Here's a partial answer. I may provide another (numerical) approach later...

#### Explanation:

First note that the sum of the coefficients is zero.

That is: $1 + 3 + 2 - 6 = 0$

So $P \left(1\right) = 0$ and $\left(x - 1\right)$ is a factor:

${x}^{5} + 3 {x}^{3} + 2 x - 6 = \left(x - 1\right) \left({x}^{4} + {x}^{3} + 4 {x}^{2} + 4 x + 6\right)$

By the rational root theorem any rational zeros of $f \left(x\right) = {x}^{4} + {x}^{3} + 4 {x}^{2} + 4 x + 6$ must be expressible in the form $\frac{p}{q}$ for integers $p$ and $q$ such that $p$ is a divisor of the constant term $6$ and $q$ a divisor of the coefficient $1$ of the leading term.

In addition, all of the coefficients of $f \left(x\right)$ are positive, so it has no positive zeros. so the only possible rational zeros are:

$- 1$, $- 2$, $- 3$, $- 6$

None of these work, so $f \left(x\right) = 0$ has no rational roots.

It is possible to solve $f \left(x\right) = 0$ algebraically, but it gets rather messy.

Here's a quick sketch of how to do it:

First multiply $f \left(x\right)$ by ${4}^{4} = 256$ and substitute $t = \left(4 x + 1\right)$ to get the equation:

${t}^{4} + 58 {t}^{2} + 139 t + 1338 = 0$

Since this has no cubic term, it has a factorisation of the form:

${t}^{4} + 58 {t}^{2} + 139 t + 1338 = \left({t}^{2} + A t + B\right) \left({t}^{2} - A t + C\right)$

Multiply this out and equate coefficients to get three simultaneous equations in $A$, $B$ and $C$.

Then use ${\left(B + C\right)}^{2} = {\left(C - B\right)}^{2} + 4 B C$ to derive a cubic equation in ${A}^{2}$:

${\left({A}^{2}\right)}^{3} + 116 {\left({A}^{2}\right)}^{2} - 1988 \left({A}^{2}\right) - 19321 = 0$

To solve this, multiply by $27$ and substitute $s = 3 {A}^{2} + 116$ to get a cubic equation in $s$:

${s}^{3} - 58260 s + 4675597 = 0$

This cubic has $3$ Real roots, and none of the Real roots are expressible in $a + b i$ form with $a$ and $b$ expressed in terms of Real square and cube roots.

So we have the choice of expressing them in terms of Complex cube roots (using Cardano's method or Vieta's substitution) or using the trigonometric cubic solution, expressing the roots in terms of $\cos$ and $\arccos$.

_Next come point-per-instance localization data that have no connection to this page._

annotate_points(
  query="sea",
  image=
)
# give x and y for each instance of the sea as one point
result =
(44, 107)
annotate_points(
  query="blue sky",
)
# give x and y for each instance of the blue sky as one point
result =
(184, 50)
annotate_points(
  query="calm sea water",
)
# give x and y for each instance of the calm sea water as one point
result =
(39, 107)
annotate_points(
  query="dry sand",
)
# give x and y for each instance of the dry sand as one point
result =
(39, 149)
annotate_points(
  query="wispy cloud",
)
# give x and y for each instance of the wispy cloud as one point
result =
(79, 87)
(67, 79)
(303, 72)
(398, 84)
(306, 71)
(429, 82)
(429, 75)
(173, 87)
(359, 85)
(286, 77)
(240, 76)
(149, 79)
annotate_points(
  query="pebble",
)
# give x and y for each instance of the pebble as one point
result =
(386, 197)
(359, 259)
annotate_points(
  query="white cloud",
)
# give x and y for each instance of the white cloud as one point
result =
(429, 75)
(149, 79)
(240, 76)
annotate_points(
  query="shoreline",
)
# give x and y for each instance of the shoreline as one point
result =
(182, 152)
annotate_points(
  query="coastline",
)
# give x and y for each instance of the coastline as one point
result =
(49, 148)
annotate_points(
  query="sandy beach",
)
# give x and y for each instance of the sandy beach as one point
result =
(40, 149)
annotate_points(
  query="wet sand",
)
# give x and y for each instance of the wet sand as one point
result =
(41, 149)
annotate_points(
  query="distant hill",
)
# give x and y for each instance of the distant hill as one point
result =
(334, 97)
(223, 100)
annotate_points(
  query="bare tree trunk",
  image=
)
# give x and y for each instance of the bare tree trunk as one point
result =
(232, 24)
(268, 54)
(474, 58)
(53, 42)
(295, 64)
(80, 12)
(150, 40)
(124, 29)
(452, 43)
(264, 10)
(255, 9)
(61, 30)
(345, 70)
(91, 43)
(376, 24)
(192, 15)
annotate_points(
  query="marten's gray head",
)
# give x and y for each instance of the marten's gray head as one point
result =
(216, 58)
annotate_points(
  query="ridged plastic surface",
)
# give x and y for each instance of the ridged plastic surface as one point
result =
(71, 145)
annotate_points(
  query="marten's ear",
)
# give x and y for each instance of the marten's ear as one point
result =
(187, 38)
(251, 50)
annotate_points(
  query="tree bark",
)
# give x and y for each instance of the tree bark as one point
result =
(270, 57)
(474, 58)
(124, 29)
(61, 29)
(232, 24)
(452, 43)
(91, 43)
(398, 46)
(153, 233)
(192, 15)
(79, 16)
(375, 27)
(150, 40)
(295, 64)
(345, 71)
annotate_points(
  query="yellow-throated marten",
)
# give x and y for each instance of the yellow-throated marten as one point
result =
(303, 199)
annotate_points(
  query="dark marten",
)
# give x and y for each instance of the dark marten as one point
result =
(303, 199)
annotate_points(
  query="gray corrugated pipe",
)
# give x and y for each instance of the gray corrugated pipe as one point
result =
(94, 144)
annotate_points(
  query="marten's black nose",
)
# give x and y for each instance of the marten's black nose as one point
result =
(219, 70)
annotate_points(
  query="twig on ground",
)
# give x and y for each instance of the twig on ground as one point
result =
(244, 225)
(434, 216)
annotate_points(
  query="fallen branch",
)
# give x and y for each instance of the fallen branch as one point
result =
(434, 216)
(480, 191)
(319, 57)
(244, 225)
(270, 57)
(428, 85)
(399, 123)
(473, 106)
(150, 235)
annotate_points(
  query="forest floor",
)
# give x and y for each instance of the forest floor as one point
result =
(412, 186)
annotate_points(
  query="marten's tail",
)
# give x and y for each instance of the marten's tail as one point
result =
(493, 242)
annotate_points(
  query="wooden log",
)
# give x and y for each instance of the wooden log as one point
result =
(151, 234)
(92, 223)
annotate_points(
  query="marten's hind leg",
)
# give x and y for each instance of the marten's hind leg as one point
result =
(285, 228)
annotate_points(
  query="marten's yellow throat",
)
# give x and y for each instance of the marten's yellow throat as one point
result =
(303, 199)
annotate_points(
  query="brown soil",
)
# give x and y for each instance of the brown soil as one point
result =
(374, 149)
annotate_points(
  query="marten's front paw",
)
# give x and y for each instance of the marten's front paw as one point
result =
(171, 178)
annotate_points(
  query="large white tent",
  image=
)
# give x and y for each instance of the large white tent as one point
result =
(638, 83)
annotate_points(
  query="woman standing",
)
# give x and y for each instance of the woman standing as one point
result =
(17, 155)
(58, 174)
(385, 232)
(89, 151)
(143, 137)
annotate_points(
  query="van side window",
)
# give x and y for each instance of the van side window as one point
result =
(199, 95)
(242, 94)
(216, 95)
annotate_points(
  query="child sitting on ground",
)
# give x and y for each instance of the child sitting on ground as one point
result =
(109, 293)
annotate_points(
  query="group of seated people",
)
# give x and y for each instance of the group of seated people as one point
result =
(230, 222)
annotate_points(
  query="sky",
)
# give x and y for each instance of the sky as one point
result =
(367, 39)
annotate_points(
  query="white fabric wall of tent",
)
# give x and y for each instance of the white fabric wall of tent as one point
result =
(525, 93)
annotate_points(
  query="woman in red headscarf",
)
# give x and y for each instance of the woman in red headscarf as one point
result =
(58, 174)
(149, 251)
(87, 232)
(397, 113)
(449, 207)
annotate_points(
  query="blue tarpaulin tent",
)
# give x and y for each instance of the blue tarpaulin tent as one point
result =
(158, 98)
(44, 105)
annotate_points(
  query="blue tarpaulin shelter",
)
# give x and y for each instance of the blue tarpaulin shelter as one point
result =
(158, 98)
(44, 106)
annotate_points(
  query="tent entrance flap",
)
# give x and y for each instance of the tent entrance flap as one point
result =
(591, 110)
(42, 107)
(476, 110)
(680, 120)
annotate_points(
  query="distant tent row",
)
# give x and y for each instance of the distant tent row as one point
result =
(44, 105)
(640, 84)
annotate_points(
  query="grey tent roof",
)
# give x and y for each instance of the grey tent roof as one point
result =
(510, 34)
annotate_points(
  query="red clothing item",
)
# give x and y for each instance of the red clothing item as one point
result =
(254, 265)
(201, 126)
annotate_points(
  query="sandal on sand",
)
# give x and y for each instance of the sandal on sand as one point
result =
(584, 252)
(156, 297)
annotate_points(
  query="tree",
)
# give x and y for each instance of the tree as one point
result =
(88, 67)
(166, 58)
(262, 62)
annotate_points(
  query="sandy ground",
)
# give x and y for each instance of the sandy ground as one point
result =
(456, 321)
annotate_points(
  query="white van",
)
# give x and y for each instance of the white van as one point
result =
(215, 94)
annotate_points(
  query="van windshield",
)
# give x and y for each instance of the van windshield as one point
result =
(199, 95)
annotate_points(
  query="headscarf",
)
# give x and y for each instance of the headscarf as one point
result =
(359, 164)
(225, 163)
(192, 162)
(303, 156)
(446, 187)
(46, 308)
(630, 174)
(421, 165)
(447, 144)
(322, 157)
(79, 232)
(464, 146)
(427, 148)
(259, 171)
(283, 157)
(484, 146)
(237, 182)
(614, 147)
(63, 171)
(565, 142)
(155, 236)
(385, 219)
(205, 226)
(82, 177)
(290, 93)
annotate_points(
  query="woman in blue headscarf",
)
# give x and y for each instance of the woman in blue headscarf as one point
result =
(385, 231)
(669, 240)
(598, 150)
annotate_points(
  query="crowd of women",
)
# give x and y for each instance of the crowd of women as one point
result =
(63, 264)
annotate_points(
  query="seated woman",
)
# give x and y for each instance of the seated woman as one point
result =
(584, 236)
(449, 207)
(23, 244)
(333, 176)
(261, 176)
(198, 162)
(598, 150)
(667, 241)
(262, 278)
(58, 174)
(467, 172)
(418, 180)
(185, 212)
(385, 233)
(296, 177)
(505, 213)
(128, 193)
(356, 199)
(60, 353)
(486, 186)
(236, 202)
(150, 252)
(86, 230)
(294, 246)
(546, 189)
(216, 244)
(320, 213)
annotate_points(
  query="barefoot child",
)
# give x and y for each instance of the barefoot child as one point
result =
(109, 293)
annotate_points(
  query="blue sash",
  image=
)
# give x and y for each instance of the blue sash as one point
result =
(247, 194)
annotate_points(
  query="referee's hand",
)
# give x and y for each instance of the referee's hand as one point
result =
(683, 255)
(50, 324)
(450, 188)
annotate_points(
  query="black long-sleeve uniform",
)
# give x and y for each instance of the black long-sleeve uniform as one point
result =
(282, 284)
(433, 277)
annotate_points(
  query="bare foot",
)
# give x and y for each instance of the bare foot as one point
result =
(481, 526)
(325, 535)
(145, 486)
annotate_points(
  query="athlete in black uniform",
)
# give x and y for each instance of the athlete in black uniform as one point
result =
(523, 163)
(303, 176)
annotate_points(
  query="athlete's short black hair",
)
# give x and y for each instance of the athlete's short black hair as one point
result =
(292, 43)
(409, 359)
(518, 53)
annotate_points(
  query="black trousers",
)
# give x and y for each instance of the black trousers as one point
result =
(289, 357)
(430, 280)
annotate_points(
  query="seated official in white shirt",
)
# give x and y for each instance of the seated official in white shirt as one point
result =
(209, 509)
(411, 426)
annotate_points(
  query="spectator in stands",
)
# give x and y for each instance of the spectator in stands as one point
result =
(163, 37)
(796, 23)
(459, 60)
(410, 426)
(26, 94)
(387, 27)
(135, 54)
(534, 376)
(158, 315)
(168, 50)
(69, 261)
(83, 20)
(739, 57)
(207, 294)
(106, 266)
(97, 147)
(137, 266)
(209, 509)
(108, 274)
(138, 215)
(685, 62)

If we have expressions for the roots of our cubic in $s$, then we can deduce expressions for ${A}^{2}$, hence $B$ and $C$, providing quadratic equations that we can solve using the quadratic formula.

This is way too messy, so I would recommend using a numeric method such as Newton's instead.